Михаил Михайлович Щербатов (1733–1790), русский историк, публицист. Из книги «О повреждении нравов в России»:
Алексей и Федор Григорьевичи Орловы славились своей силою. В Петербурге только один человек кичился, что сильнее их: это был Шванвич (отец того Шванвича, который пристал к Пугачеву и сочинял для него немецкие указы). Он мог сладить с каждым из них порознь – но вдвоем Орловы брали над ним верх. Разумеется, они часто сталкивались друг с другом; когда случалось, что Шванвичу попадал один из Орловых, то он бил Орлова, когда попадались оба брата – то они били Шванвича. Чтобы избежать таких напрасных драк, они заключили между собой условие, по которому один Орлов должен был уступать Шванвичу и, где бы ни попался ему, повиноваться беспрекословно, двое же Орловых берут верх над Шванвичем, и он должен покоряться им так же беспрекословно. Шванвич встретил однажды Федора Орлова в трактире и в силу условия завладел бильярдом, вином и бывшими с Орловым женщинами. Он, однако ж, недолго пользовался своей добычей, вскоре пришел в трактир к брату Алексей Орлов, и Шванвич должен был в свою очередь уступить бильярд, вино и женщин. Опьянелый Шванвич хотел было противиться, но Орловы вытолкали его из трактира. Взбешенный этим, он спрятался за воротами и стал ждать своих противников. Когда Алексей Орлов вышел, Шванвич разрубил ему палашом щеку и ушел. Орлов упал; удар, нанесенный нетвердою рукой, не был смертелен, и Орлов отделался продолжительною болезнью и шрамом на щеках. Это было незадолго до 1762 г. Орловы возвысились и могли бы погубить Шванвича, – но они не захотели мстить ему; он был назначен Кронштадтским комендантом, и стараниями Орлова смягчен был приговор над его сыном, судившимся за участие в Пугачевском бунте.
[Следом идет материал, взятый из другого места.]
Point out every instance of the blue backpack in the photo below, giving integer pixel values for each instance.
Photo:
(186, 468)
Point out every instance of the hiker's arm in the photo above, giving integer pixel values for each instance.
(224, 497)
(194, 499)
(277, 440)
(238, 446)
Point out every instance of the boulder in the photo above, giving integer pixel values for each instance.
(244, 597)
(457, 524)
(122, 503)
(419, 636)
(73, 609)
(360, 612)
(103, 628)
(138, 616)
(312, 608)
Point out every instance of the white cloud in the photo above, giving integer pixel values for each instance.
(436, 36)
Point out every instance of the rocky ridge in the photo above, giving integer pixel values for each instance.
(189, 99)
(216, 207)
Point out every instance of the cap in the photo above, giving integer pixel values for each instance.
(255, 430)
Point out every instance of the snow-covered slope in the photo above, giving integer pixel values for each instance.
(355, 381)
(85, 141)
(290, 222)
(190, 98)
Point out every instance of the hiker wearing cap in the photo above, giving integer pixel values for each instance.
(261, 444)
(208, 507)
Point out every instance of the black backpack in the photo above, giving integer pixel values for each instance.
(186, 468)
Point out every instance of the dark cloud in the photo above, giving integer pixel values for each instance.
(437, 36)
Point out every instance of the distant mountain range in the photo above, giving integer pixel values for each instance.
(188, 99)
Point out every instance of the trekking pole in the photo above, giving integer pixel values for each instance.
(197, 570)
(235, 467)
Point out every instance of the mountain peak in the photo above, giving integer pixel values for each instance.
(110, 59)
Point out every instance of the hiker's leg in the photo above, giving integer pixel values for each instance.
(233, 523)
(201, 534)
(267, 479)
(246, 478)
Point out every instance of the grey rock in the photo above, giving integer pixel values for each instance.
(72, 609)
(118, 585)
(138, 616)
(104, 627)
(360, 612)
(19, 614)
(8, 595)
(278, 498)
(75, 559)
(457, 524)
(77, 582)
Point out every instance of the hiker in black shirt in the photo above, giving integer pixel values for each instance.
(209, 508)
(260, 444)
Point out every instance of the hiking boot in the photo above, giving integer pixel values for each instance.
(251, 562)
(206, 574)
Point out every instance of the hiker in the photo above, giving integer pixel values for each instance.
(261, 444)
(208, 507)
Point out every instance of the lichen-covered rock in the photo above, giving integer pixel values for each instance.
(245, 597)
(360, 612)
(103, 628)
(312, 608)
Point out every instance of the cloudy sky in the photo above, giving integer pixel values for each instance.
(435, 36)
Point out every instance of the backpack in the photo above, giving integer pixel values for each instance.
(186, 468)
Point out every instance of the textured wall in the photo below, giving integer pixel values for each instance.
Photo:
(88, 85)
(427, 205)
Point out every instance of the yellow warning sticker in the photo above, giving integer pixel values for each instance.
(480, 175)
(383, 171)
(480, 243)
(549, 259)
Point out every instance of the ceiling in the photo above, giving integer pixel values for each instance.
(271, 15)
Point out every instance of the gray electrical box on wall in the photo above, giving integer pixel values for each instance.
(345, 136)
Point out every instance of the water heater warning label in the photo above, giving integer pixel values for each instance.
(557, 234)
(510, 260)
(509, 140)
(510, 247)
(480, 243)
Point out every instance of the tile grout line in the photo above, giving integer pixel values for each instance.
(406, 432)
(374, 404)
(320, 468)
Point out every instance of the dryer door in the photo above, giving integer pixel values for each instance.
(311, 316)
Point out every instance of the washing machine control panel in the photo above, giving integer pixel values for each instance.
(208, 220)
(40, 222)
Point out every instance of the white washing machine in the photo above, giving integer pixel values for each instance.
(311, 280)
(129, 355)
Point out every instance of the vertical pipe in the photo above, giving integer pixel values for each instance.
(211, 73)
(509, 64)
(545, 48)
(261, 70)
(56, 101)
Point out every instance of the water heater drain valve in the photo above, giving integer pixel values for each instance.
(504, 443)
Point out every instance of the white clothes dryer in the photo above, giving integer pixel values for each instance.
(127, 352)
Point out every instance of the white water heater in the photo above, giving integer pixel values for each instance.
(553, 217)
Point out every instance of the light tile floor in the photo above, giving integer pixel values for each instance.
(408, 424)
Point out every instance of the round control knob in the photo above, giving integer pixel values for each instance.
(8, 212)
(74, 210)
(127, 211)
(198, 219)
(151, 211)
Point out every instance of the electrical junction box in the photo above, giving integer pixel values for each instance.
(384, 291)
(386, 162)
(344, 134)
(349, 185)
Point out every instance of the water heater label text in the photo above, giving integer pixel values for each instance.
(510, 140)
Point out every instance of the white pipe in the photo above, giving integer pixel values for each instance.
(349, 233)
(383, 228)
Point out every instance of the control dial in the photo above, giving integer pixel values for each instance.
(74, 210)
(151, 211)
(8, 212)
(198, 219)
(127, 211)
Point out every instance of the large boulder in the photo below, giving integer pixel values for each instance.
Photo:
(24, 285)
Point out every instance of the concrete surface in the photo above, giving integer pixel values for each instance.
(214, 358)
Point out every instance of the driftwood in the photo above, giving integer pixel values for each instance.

Из «Секретных мемуаров, относящихся к кабинету в Санкт-Петербурге» Джона Бёкингхэмшира:
Самый младший из находящихся в России братьев, Федор, составляет гордость и украшение семьи. Если бы какая-нибудь путешественница захотела описать его наружность, она сказала бы, что в нем черты Аполлона Бельведерского сочетались с мускулами Геркулеса Фарнезе. Речь его легка и свободна, манеры приятны. В настоящее время он может лишь мало разговаривать с иностранцами, потому что с трудом объясняется по-французски. Императрица дала ему должность, и он, говорят, проявляет усердие и ум. В то время когда для братьев его сказались последствия их личных достоинств и услуг, он был еще слишком молод, чтобы чему-нибудь научиться, но со временем он может оказаться годным для высших должностей и затем оказать, в пору упадка, поддержку братьям, счастливые начинания которых возвели его наверх.